In this research we developed a soft bending actuator, the Bi-Bellows, and used it as a test bed to investigate kinematic modeling, sensorization and control. Using soft material increases safety and adaptability but complicates kinematic modeling, as elastic deformation must be taken into consideration. We present a simplified kinematic-elastic model, using a backbone representation, capable of running in near real-time (140 Hz). Our model is can include hysteresis and was used to define a Jacobian that can handle elastic deformation, provided adequate shape feedback.

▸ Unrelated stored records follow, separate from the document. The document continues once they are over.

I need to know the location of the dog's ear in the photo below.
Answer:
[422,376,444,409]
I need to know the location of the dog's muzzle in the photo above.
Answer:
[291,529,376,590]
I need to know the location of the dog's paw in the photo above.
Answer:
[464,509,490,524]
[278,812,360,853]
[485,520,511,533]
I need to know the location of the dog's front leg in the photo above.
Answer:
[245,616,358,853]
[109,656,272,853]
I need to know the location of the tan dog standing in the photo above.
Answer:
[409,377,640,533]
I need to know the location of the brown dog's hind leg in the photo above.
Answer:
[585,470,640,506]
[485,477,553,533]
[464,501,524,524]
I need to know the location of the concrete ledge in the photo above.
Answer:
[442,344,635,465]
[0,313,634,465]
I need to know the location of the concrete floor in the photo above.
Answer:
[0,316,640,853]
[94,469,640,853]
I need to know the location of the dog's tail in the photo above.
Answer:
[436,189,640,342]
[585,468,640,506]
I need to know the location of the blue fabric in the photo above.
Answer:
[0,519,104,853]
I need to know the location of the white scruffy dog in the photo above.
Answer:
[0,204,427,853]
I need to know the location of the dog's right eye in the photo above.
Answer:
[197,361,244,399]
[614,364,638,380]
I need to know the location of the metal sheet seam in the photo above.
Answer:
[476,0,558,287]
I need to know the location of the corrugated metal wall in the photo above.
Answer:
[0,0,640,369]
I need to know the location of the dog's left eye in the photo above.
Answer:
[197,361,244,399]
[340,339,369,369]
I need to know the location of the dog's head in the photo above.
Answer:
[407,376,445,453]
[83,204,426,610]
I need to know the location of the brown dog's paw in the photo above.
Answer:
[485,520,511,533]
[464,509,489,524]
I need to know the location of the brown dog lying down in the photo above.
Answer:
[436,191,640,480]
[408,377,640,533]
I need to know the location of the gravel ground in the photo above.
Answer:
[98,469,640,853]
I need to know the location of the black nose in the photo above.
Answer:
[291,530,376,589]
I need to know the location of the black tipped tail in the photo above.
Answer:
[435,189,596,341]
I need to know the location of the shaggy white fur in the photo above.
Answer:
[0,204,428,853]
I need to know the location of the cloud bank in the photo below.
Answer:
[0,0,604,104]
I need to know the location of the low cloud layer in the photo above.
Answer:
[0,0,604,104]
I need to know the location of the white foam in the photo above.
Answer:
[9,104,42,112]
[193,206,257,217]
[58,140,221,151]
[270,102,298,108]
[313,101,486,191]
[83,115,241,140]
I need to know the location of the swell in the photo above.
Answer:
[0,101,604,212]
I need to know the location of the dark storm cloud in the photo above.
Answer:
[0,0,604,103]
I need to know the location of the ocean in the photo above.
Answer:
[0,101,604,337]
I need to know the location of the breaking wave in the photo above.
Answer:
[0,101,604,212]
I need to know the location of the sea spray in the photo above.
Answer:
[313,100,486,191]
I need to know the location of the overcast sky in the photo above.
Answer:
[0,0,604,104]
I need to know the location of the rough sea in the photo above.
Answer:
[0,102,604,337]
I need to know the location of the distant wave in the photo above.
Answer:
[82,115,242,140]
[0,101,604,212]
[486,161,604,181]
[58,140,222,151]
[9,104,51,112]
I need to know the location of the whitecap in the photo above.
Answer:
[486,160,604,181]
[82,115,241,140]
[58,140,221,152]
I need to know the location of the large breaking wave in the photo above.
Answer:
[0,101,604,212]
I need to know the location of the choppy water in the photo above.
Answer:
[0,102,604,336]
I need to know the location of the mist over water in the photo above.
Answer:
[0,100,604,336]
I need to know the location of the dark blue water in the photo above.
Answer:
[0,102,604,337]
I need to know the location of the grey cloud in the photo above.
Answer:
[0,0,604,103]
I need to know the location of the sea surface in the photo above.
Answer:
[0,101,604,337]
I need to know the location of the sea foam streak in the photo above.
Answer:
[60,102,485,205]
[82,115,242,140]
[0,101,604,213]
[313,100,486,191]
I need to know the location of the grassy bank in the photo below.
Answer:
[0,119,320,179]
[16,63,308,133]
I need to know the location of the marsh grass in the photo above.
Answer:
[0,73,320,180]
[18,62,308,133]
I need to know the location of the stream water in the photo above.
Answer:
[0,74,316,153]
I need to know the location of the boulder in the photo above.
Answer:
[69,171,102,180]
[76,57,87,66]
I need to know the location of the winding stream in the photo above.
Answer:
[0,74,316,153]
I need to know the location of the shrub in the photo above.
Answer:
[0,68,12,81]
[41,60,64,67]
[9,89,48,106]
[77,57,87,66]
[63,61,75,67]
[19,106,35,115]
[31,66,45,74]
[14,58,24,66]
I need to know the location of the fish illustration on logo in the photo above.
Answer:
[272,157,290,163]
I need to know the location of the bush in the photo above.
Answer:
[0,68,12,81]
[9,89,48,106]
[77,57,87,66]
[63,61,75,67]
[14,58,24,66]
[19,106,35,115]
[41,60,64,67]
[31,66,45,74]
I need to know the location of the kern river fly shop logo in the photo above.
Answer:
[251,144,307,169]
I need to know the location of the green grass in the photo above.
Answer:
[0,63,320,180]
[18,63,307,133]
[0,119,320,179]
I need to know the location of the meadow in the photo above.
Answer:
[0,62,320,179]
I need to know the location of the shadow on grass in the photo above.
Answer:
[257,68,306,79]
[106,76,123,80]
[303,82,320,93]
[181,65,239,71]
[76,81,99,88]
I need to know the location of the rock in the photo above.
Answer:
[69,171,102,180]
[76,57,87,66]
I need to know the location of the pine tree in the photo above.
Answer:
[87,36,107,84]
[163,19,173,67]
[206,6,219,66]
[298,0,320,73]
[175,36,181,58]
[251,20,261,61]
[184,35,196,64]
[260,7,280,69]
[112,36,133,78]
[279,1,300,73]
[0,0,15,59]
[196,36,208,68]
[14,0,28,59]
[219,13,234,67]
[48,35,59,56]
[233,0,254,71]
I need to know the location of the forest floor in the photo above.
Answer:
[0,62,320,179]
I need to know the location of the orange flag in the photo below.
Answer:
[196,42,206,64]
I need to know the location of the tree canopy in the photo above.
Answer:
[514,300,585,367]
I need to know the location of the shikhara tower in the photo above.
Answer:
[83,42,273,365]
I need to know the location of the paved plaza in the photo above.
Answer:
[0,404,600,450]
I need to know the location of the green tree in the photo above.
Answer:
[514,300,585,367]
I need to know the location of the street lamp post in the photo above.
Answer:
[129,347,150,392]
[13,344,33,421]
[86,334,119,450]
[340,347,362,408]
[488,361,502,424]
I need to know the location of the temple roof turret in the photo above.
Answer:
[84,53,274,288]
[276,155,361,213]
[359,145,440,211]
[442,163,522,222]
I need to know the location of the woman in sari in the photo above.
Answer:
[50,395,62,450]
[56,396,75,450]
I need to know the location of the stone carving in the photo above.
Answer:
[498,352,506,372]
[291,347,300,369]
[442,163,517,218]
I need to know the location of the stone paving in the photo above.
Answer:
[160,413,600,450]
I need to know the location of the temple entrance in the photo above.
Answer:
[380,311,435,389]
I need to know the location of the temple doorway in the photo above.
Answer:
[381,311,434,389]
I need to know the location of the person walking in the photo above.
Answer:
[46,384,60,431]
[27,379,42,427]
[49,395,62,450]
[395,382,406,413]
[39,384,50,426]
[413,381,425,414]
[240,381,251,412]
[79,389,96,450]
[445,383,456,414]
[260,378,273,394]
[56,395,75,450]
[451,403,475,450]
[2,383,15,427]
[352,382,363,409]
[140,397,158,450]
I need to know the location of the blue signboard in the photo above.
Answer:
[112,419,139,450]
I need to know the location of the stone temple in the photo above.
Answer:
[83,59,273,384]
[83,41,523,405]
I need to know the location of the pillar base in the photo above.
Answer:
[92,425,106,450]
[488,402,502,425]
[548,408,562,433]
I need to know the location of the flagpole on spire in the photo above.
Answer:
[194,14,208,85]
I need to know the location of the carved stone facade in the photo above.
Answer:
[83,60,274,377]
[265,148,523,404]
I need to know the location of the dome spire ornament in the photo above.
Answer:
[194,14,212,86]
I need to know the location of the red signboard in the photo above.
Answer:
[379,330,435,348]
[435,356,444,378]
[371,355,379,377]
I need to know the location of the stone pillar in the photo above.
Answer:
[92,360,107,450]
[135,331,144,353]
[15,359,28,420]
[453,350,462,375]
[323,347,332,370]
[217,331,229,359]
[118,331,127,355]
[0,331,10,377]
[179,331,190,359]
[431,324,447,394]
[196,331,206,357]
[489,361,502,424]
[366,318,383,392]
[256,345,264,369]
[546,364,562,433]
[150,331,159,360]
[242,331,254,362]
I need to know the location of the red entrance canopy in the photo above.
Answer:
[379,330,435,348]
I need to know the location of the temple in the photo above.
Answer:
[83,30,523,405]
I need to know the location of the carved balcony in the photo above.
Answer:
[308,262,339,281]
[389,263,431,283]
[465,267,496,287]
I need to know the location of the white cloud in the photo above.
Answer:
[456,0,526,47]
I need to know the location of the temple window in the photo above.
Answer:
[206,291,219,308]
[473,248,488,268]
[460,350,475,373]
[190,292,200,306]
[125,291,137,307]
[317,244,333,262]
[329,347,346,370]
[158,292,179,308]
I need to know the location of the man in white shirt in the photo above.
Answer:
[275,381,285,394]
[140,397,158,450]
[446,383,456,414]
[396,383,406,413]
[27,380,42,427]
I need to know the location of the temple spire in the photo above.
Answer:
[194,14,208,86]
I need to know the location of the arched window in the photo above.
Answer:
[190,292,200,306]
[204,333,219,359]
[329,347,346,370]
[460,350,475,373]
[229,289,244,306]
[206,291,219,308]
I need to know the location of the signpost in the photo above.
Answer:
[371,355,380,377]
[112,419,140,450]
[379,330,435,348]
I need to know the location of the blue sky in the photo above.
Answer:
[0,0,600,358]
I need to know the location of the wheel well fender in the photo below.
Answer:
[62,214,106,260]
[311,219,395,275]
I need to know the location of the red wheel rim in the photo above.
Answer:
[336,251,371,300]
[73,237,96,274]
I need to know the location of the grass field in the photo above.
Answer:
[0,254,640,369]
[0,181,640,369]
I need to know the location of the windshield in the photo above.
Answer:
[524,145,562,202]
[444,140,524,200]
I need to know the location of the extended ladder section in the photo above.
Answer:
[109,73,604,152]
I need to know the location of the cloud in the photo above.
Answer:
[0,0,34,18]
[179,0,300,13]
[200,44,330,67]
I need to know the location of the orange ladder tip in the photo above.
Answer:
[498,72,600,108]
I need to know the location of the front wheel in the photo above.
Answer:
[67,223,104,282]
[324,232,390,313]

Several solutions for continuum robots sensorization exist, most are either of limited application or rather expensive. We customized and embedded cheap piezoelectric sensors made of a flexible polymer (Polyvinylidene di-Fluoride, PVDF) which can be applied for many continuum robots. We demonstrate obstacle detection and force sensing using a single PVDF sensor. Furthermore, we developed, analyzed and demonstrated shape feedback using a small sensor array (four sensors) for an actuator and for a passive hyper-flexible beam.

Next we discuss the control of a 2D manipulator comprised of 4 Bi-Bellows actuators. The Jacobian of an articulated robot with N Degrees-of-Freedom (DOF) is defined by N joint parameters. The shape of continuum robots changes under external loads, consequentially the Jacobian can have infinite DOF and additional information is required to calculate it. Previous solutions to this control problem included using N-dimensional approximations or keeping a human operator in the loop. In this research we formulated a partial-derivative Jacobian that applies to any shape, provided proper shape feedback, e.g. from our embedded PVDF sensors or using computer vision. We chose a 2D task, End-Effector (EE) or Tool-Center-Point (TCP) positioning, and treated the redundancy with a classic approach: the pseudo-inverse Jacobian was applied for velocity control while the redundant DOF were used to optimize a cost function. The cost function gradient was projected on the Jacobian null-space in order to limit the optimizing maneuvers to internal motions, which do not affect the EE position. This approach was studied in simulation under different conditions and verified on our manipulator.